O SINPOLPEN-PE procurando agilizar a nossa criação da Polícia Penal no Estado, com tratativas sobre o Encaminhamento da emenda Constitucional estadual da Polícia Penal para a garantia legal da transformação do cargo e a simetria da garantia das prerrogativas de atribuições, conjunto de identificação, síntese de atribuições e prerrogativas na Polícia Penal.
Visando isto de procurar agilizar fomos ao encontro para uma reunião sobre o tema com a Secretaria de Administração.
Explicamos que uma regulamentação é fundamental, e sua agilização é primordial. Lembramos que tem Estado, que deverá levar algum tempo para realizar tal regulamentação.

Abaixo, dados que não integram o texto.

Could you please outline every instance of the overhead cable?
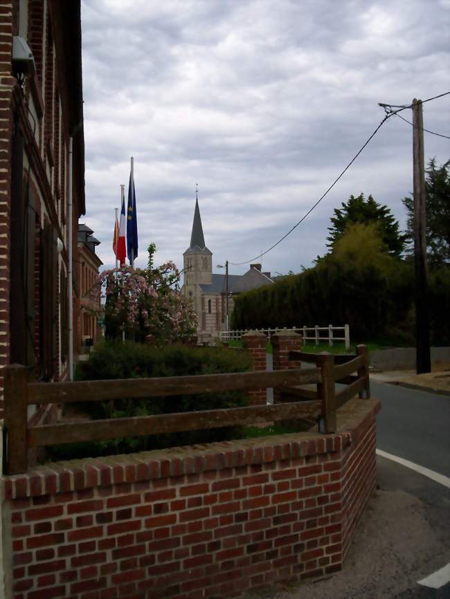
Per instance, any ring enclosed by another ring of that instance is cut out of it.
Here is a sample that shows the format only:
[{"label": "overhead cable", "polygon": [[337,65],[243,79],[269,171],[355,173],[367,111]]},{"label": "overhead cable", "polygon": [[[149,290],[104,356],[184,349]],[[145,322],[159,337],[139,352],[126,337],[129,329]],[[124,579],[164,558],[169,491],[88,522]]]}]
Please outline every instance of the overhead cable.
[{"label": "overhead cable", "polygon": [[[442,98],[443,96],[448,95],[449,94],[450,94],[450,91],[446,91],[444,93],[440,93],[438,95],[435,95],[433,98],[426,98],[426,100],[422,100],[421,101],[422,101],[422,104],[424,104],[426,102],[431,102],[432,100],[436,100],[438,98]],[[285,235],[282,236],[282,237],[281,237],[280,239],[278,239],[278,241],[276,243],[273,243],[273,246],[271,246],[271,247],[269,248],[265,251],[262,252],[260,254],[258,254],[258,256],[255,256],[254,258],[251,258],[249,260],[244,260],[243,262],[230,262],[230,264],[233,265],[233,266],[240,266],[242,264],[249,264],[250,262],[253,262],[255,260],[258,260],[259,258],[262,258],[262,256],[264,256],[266,254],[268,254],[269,252],[271,251],[274,248],[276,248],[276,246],[278,246],[282,241],[284,241],[286,239],[286,237],[288,237],[288,235],[290,235],[291,233],[293,231],[294,231],[297,228],[297,227],[303,222],[303,221],[307,218],[307,216],[308,216],[311,214],[311,212],[312,212],[312,211],[314,210],[314,208],[317,205],[318,205],[318,204],[320,204],[320,203],[325,198],[325,196],[327,195],[327,194],[328,194],[328,192],[332,190],[332,188],[337,183],[337,182],[339,181],[339,179],[348,170],[348,169],[350,167],[350,166],[353,164],[353,163],[355,161],[355,160],[358,158],[359,154],[363,151],[364,148],[368,145],[368,144],[371,141],[371,140],[375,136],[377,133],[379,131],[379,129],[384,125],[384,123],[386,122],[386,120],[388,118],[390,118],[391,116],[393,116],[394,115],[397,115],[398,116],[399,115],[397,113],[399,112],[402,112],[402,110],[406,110],[407,108],[412,108],[412,107],[413,107],[412,104],[399,105],[399,104],[384,104],[382,102],[379,102],[378,105],[381,106],[382,108],[384,108],[385,111],[386,113],[386,115],[384,117],[384,118],[383,119],[383,120],[379,123],[379,125],[378,125],[377,129],[373,131],[372,135],[368,138],[368,139],[367,140],[367,141],[366,141],[366,142],[363,144],[363,145],[362,145],[361,147],[359,149],[359,150],[358,150],[357,154],[353,156],[352,160],[348,163],[348,164],[347,165],[345,168],[342,171],[342,172],[339,175],[339,176],[336,177],[336,179],[334,179],[334,181],[331,184],[331,185],[328,187],[328,189],[325,191],[325,192],[322,196],[321,196],[321,197],[318,199],[318,200],[317,200],[316,203],[314,204],[309,208],[308,212],[302,216],[302,218],[300,219],[300,221],[298,221],[298,223],[296,223],[296,224],[293,227],[291,227],[289,229],[289,230]],[[397,109],[398,109],[398,110],[393,111],[392,110],[393,108],[397,108]],[[405,120],[406,120],[406,119],[405,119]],[[429,133],[433,133],[433,131],[429,131]],[[436,133],[436,135],[440,135],[440,133]],[[445,136],[442,136],[445,137]]]}]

Este é o momento para o encaminhamento de tal questão.
Devido as tratativas desta atual gestão de forma planejada e competente, conseguimos ter uma reunião para encaminhar o processo de regulamentação.
Então, conseguimos acertar em primeira etapa ,que durante o mês de fevereiro a início de março deverá ser encaminhado um projeto de emenda Constitucional, com o apoio do Executivo.
Posteriormente, pela segunda etapa com o processo legal na ALEPE, onde o trâmite poderá durar uns dois meses,e com a aprovação, será discutido na Secretaria de Administração em uma reunião que deverá ocorrer no mês de abril a maio para o projeto de Regulamentação.
Esta minuta de projeto de lei já está sendo discutida na Secretaria Executiva e que deverá também ser discutida na Secretaria de Justiça. Neste processo deve ser terminado até início de abril, onde ficará a disposição para finalizarmos na Secretaria de Administração, para posterior encaminhamento pela Secretaria de Administração a casa civil.
Sendo assim, ficou acertado que a questão da emenda Constitucional e lei Complementar da Polícia Penal terá o apoio para sua criação pela parte do Governo.
Todo o processo é um questão técnica de garantia de prerrogativas, funcionamento, estrutura e atribuições, que está sendo discutido nos mínimos detalhes.
Informamos que questões financeiras, só poderão ser discutidas com a saída do limite prudencial
Nesta quinta feira, foi publicado no DOE, 30 de janeiro, no relatório o percentual de 46,91%, onde o limite que possibilita tais discussões de reajuste e plano de cargos é abaixo de 46,55%. Anteriormente, o limite prudencial estava com 48,98%, baixando mais se 2% referente ao último quadrimestre.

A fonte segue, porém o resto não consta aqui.